Leaders can struggle with how to refresh their brands to differentiate and grow. The challenge is real and ‘sitting on one’s corporate laurels’ won’t solve it. It’s easy and tempting to ride the status quo, especially when your sales and profits figures already meet or exceed expectations. However, leaders must always be working to identify bigger, better bets to succeed in today’s manic business world.
As critical trends turn the business world upside down, meeting rapidly changing customer needs is mandatory for success. Why? If you aren’t prepared, unmet customer needs in your business can turn into opportunities for your competitors to disrupt.
How does one go about identifying unmet customer needs? When aiming for differentiation and growth, the best opportunity is to identify solutions that your customers need and want. Being on the leading edge of trends (versus the bleeding edge) and overcoming customer pain points disrupts the category and accelerates growth. Here are a few real life examples:
- Uber evolved the way the world moves by creating a mobile app that connects people who need a ride with people who want to provide a ride. The end result is a better experience for riders.
- No longer is Google simply a tool for typing in keywords and generating 15 pages of potentially relevant search results. Just say what you’re interested in and your Google Home smart speaker will convert your wish to results. Google provides anyone, anywhere with access to the world’s information with a few words.
- No longer are certain products reserved for the wealthy or well-connected. Walmart has commoditized many products to help people save money so they can live better.
There are many ways to identify unmet customer needs. The key is to find that nugget or insight that will unlock a great solution.
- Identify trends: Do some homework and identify key trends that may disrupt your industry based on customer needs. End of year blog posts and research reports from industry associations are a great source of trend data. For instance, this post from Analytics Insight lists what we might expect from AI in 2019.
- Undertake a competitive analysis. This intelligence will keep you abreast of essential new elements that customers are looking for, and that your competitors think will be the next big deal.
- Mine your data: Chat logs, purchase history, reviews, forums, and social media are an amazing source of consumer opinions, needs, desires, and complaints, all of which are just waiting to be converted from unmet need to anxiously desired new feature/product.
- Conduct interviews: Conduct qualitative research, including semi-structured discussions/interviews, with a wide range of consumers. Listen to category and brand users and non-users to learn how and why they do and don’t use your products. Listen for white space and unmet needs.
- Conduct ethnographic research: Undertake consumer immersion work to see first-hand via co-creation groups or ethnography, exactly how customers feel/interact with/consider your brand/products/services.
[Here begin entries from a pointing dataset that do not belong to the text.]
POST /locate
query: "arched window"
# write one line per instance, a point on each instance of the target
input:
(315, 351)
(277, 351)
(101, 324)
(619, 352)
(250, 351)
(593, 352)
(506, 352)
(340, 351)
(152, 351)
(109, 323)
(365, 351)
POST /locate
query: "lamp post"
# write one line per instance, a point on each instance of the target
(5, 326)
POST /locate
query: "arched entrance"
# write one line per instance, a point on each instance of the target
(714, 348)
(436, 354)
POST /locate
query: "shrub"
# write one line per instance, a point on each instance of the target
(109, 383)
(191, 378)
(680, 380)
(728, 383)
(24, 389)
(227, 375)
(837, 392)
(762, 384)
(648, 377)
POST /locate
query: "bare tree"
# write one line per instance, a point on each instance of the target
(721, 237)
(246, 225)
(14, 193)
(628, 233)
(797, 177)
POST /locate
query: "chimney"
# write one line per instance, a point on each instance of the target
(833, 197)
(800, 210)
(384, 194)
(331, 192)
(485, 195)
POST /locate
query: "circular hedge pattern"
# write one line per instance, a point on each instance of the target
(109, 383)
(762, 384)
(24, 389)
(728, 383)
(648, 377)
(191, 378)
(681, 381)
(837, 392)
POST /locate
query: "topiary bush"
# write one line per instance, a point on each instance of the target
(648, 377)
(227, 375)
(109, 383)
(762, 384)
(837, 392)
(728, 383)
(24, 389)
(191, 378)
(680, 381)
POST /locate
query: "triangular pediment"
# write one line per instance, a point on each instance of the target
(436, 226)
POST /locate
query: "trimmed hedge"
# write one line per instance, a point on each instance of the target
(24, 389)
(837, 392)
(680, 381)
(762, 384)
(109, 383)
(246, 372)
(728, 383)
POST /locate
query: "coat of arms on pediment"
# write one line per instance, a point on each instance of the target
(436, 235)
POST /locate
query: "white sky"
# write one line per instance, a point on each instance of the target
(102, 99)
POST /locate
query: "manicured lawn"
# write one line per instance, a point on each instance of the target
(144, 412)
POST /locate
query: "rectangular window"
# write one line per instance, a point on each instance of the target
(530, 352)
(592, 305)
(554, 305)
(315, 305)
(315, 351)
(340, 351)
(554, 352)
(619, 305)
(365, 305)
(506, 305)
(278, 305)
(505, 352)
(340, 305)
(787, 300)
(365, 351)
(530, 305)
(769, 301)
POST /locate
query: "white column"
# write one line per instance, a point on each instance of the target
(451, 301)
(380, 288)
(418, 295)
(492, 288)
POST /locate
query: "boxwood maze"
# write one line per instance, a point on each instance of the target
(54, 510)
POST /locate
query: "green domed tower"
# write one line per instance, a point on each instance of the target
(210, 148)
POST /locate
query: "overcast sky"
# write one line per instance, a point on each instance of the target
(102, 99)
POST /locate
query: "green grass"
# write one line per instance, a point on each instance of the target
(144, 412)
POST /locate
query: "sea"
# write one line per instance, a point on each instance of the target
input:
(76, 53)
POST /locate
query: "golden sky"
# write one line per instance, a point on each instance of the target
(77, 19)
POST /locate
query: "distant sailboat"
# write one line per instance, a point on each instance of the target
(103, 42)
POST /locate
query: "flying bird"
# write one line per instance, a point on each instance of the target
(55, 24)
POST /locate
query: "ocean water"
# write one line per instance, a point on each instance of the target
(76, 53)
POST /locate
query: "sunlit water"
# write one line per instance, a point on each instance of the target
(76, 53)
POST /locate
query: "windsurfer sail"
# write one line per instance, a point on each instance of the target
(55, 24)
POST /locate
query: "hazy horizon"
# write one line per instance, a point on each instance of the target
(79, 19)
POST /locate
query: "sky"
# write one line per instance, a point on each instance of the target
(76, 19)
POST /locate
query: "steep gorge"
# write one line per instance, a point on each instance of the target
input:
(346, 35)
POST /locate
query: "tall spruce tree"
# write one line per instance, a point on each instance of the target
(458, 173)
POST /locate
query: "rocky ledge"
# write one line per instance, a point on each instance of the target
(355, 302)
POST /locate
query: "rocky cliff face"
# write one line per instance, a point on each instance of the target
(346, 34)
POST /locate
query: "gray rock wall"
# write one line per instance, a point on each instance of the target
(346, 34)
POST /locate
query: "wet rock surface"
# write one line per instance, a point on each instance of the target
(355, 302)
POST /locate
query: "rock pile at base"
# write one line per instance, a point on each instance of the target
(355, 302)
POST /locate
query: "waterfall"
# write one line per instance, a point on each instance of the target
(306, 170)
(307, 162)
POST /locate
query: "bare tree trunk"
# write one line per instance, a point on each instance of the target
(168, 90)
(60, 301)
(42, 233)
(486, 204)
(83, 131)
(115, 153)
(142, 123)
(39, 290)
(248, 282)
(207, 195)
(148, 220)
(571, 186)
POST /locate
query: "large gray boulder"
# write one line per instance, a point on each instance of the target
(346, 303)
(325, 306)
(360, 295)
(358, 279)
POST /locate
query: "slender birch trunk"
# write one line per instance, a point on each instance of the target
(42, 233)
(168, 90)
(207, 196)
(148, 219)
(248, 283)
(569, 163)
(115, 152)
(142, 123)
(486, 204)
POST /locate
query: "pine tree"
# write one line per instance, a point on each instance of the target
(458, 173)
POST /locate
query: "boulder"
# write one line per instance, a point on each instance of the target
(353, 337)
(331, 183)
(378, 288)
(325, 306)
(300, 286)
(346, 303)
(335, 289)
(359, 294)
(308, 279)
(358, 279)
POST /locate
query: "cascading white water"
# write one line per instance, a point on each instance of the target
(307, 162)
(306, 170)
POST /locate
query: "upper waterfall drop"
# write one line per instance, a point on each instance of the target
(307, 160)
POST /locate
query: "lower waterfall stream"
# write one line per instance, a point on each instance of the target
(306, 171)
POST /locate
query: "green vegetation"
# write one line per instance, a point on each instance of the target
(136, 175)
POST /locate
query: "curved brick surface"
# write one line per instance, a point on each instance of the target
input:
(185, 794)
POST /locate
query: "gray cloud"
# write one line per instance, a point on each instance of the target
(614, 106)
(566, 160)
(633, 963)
- Conduct quantitative research: Learn more about your customers. Understand who you need to win with and how to win with them with robust quantitative research. Conduct usage & attitudes, and segmentation research to define and quantify potential target groups.
- Conduct VOC research: Review real time feedback through ‘voice of the customer’ learnings that can track what customers are saying in order to grasp new trends quickly.
These activities help brands uncover key insights about unmet needs. They also help to unleash big, bold ideas to kick-start discussions and decisions that will transform those ideas into meaningful solutions for customers. This is how organizations become disrupters to create growth and success.